Fernando Higueras
Photographic report of unbuilt architecture
It is often said that time will sort everything out, and in many cases it goes this way. We do not believe in the existence of a divine being that has the duty of amending the injustices of the development of history.
Just the absence of contemporary references to certain artistic creations are not helping to value as they deserve: Films that did not receive any award or great commercial failures that finnaly end up as a cult pieces thanks to later revisions. Architecture, except on few occasions, is built. Rare are the cases in which an initial design that has not come to be constructed, comes to be transcendent. Generally, unrealized projects disappear without the option of revision; in the same way that unfilmed scripts die. How would they really have been like? Which relevance would have they reached?

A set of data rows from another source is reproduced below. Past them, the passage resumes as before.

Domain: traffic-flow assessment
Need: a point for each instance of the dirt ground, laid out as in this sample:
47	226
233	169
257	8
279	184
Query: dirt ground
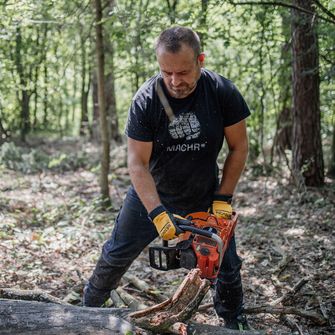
52	228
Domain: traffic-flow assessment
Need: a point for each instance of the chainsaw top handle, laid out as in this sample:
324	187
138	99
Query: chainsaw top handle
187	225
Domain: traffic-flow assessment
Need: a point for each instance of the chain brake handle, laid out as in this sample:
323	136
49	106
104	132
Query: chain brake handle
187	225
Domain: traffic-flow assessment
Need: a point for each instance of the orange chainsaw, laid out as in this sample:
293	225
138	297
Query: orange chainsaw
202	245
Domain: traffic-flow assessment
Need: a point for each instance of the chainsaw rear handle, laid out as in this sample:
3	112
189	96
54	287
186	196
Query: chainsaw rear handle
205	233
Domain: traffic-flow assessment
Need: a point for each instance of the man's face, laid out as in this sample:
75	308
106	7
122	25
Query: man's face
180	71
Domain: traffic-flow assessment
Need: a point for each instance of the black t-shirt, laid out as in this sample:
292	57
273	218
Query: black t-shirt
183	161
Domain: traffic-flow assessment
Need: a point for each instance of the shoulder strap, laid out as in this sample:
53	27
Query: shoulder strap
164	101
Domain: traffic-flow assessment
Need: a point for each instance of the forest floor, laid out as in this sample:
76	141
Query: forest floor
52	229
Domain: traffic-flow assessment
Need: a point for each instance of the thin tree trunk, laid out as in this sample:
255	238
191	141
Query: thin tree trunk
283	136
84	90
46	79
25	97
203	23
102	103
307	156
331	170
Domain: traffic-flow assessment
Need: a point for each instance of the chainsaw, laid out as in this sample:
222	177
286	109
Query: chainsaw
202	245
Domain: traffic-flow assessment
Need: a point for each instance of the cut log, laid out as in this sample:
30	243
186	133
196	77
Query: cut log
179	308
39	318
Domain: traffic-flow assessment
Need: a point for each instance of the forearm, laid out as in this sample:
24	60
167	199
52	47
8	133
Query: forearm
232	170
145	186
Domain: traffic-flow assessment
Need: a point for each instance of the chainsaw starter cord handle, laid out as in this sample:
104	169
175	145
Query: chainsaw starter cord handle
196	231
206	233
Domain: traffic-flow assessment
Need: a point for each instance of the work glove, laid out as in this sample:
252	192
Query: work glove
165	223
221	206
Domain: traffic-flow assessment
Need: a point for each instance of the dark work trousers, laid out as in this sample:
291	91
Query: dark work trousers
132	232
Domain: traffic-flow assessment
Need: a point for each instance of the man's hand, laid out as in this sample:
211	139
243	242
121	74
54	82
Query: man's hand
221	206
165	223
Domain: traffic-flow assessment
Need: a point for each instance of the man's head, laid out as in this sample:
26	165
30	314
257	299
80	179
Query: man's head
180	60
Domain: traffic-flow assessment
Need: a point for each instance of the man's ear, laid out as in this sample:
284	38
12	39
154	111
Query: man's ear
201	59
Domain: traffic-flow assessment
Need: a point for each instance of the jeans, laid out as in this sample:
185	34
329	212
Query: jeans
132	232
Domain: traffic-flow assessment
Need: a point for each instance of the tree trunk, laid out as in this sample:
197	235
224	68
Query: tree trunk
84	90
307	156
203	23
283	136
46	80
331	170
102	104
39	318
33	318
110	87
25	97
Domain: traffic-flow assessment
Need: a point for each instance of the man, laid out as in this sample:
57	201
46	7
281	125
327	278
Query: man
176	126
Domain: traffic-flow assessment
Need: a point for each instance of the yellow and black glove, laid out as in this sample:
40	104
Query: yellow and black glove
221	206
165	223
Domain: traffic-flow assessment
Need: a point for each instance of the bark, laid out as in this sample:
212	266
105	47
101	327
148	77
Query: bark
46	80
110	95
179	308
33	318
283	136
84	89
307	156
39	318
331	170
172	9
25	96
105	159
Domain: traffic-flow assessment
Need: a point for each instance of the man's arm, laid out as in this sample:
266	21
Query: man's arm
138	165
237	140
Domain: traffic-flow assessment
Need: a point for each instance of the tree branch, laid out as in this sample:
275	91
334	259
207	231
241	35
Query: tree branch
283	4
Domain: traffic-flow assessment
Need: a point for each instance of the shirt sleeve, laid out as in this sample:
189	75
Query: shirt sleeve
138	125
235	109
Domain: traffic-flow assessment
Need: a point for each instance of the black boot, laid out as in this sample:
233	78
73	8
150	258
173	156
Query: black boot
239	323
105	278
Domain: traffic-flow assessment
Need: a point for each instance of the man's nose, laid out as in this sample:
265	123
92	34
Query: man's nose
175	80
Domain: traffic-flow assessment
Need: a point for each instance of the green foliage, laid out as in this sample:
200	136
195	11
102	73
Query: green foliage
248	44
32	161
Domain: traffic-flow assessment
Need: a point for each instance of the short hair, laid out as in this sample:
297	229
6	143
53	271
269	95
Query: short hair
172	39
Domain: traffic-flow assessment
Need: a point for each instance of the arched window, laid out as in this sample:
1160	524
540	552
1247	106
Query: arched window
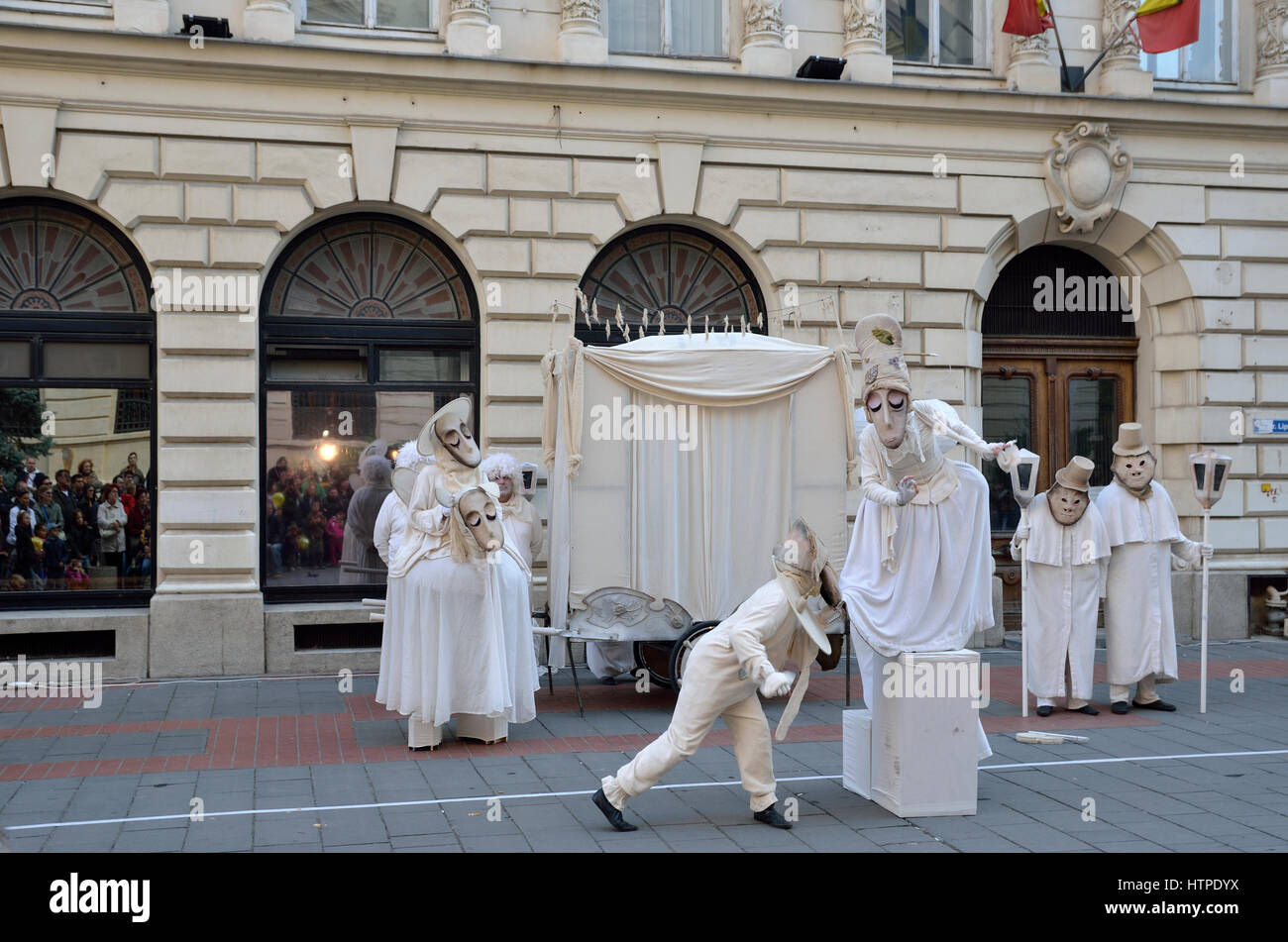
670	269
77	409
1057	374
369	325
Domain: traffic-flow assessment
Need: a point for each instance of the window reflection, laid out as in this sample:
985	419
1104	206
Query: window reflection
330	457
77	489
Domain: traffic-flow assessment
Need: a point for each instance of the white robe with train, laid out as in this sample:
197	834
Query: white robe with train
1065	583
917	577
1140	629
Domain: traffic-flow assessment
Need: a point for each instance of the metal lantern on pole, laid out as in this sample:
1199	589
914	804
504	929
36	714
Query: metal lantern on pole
1209	473
1022	466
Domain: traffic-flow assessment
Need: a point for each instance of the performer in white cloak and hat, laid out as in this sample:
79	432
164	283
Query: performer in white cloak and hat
1068	552
1144	534
747	652
391	519
523	530
917	576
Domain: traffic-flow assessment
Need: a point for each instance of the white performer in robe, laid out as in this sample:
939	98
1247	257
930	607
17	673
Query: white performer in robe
458	633
917	576
747	652
359	558
1068	552
1144	532
393	512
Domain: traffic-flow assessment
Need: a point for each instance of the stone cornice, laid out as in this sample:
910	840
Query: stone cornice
308	67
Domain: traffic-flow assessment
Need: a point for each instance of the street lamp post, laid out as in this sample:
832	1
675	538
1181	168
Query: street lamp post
1209	472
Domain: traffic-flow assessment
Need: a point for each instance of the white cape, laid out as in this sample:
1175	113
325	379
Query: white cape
1067	579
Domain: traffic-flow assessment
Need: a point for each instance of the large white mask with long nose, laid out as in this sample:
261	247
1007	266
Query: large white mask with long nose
888	412
1134	472
480	512
455	435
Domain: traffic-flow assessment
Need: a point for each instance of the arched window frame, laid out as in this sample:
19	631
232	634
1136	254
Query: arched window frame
593	278
89	327
334	336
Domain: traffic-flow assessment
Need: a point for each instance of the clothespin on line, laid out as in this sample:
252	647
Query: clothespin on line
1048	738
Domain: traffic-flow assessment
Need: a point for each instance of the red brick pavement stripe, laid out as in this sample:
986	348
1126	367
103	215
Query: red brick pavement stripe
325	739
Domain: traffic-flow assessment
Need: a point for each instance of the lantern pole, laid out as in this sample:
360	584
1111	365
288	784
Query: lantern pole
1207	515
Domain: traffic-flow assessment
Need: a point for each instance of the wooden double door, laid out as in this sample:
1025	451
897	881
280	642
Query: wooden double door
1057	398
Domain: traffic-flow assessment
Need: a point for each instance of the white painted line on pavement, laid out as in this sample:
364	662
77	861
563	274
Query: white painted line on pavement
590	791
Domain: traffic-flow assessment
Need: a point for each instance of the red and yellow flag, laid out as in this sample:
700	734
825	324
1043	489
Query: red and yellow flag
1026	18
1167	25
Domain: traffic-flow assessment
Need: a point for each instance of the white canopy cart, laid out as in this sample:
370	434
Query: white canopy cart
675	464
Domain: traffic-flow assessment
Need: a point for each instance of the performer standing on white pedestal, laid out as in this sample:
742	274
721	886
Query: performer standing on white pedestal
1144	533
747	652
917	576
1068	551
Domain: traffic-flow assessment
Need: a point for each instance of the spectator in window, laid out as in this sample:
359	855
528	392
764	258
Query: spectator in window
63	493
21	504
80	537
132	468
314	529
125	498
137	523
335	538
50	511
277	473
76	576
111	529
274	530
86	472
55	556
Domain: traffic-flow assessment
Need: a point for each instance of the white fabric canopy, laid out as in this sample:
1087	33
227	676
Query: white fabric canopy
763	431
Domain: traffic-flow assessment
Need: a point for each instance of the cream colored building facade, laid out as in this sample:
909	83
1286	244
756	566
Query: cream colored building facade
513	134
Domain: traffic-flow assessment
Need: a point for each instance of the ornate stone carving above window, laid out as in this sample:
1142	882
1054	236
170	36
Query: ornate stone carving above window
1089	168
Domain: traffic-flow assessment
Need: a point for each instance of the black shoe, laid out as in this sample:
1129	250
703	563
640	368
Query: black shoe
773	818
1155	705
613	815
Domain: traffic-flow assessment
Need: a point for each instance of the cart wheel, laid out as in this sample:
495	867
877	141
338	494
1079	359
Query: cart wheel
684	646
655	657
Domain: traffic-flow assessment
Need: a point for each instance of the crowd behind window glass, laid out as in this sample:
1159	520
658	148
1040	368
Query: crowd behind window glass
77	529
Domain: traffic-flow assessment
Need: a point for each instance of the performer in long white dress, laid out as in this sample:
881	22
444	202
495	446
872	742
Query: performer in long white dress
523	530
452	655
917	576
1145	533
1068	552
360	562
747	652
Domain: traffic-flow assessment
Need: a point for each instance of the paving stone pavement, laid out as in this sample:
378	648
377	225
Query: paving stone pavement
179	766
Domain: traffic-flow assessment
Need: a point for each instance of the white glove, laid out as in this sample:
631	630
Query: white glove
777	683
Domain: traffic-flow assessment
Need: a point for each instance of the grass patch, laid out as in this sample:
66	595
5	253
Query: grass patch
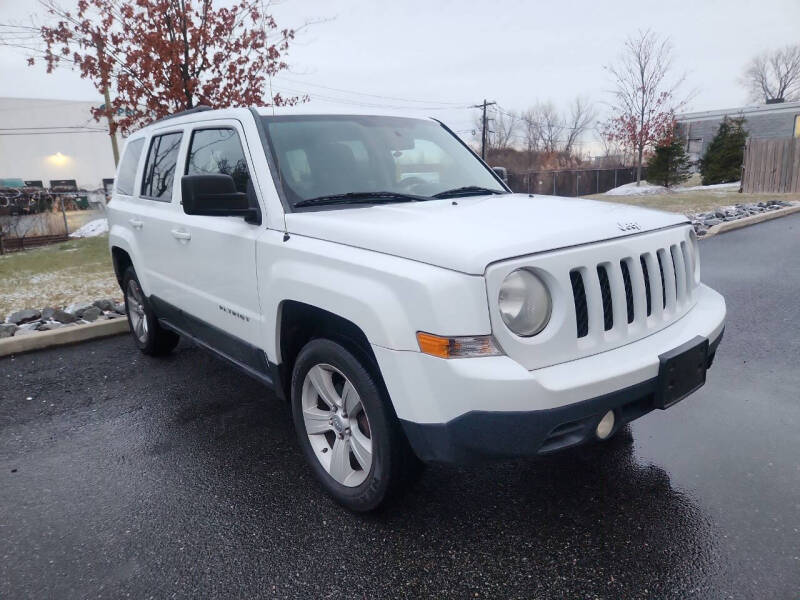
692	202
57	275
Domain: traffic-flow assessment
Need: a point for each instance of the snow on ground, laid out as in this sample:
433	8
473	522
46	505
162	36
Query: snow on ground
92	229
631	189
648	189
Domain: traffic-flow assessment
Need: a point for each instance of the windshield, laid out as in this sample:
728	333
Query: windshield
348	157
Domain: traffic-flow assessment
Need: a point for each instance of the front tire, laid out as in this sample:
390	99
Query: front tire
346	427
149	336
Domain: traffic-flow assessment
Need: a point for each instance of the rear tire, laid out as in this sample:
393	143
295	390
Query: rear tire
347	428
149	336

Can a single work change the trajectory of an entire discipline? In a way, they all do. Any work built will open a way, lift a style or even form part of the culmination of a movement. Everything adds up and everything influences in one direction. We are talking about a living network of styles halfway between cooperation and survival. A multiform mass that normally walks and sometimes jumps.
What would the construction of Fernando Higueras’ Multipurpose Building in the seventies have meant for architecture? How is it possible that today there is still more talk of a drawn floor of an unbuilt building than of the very building which nowadays occupies the place where the first one was suposed to be? It is not a question of justice or anything like that; it is simply curiosity.
What would it have meant for the trajectory of the architecture?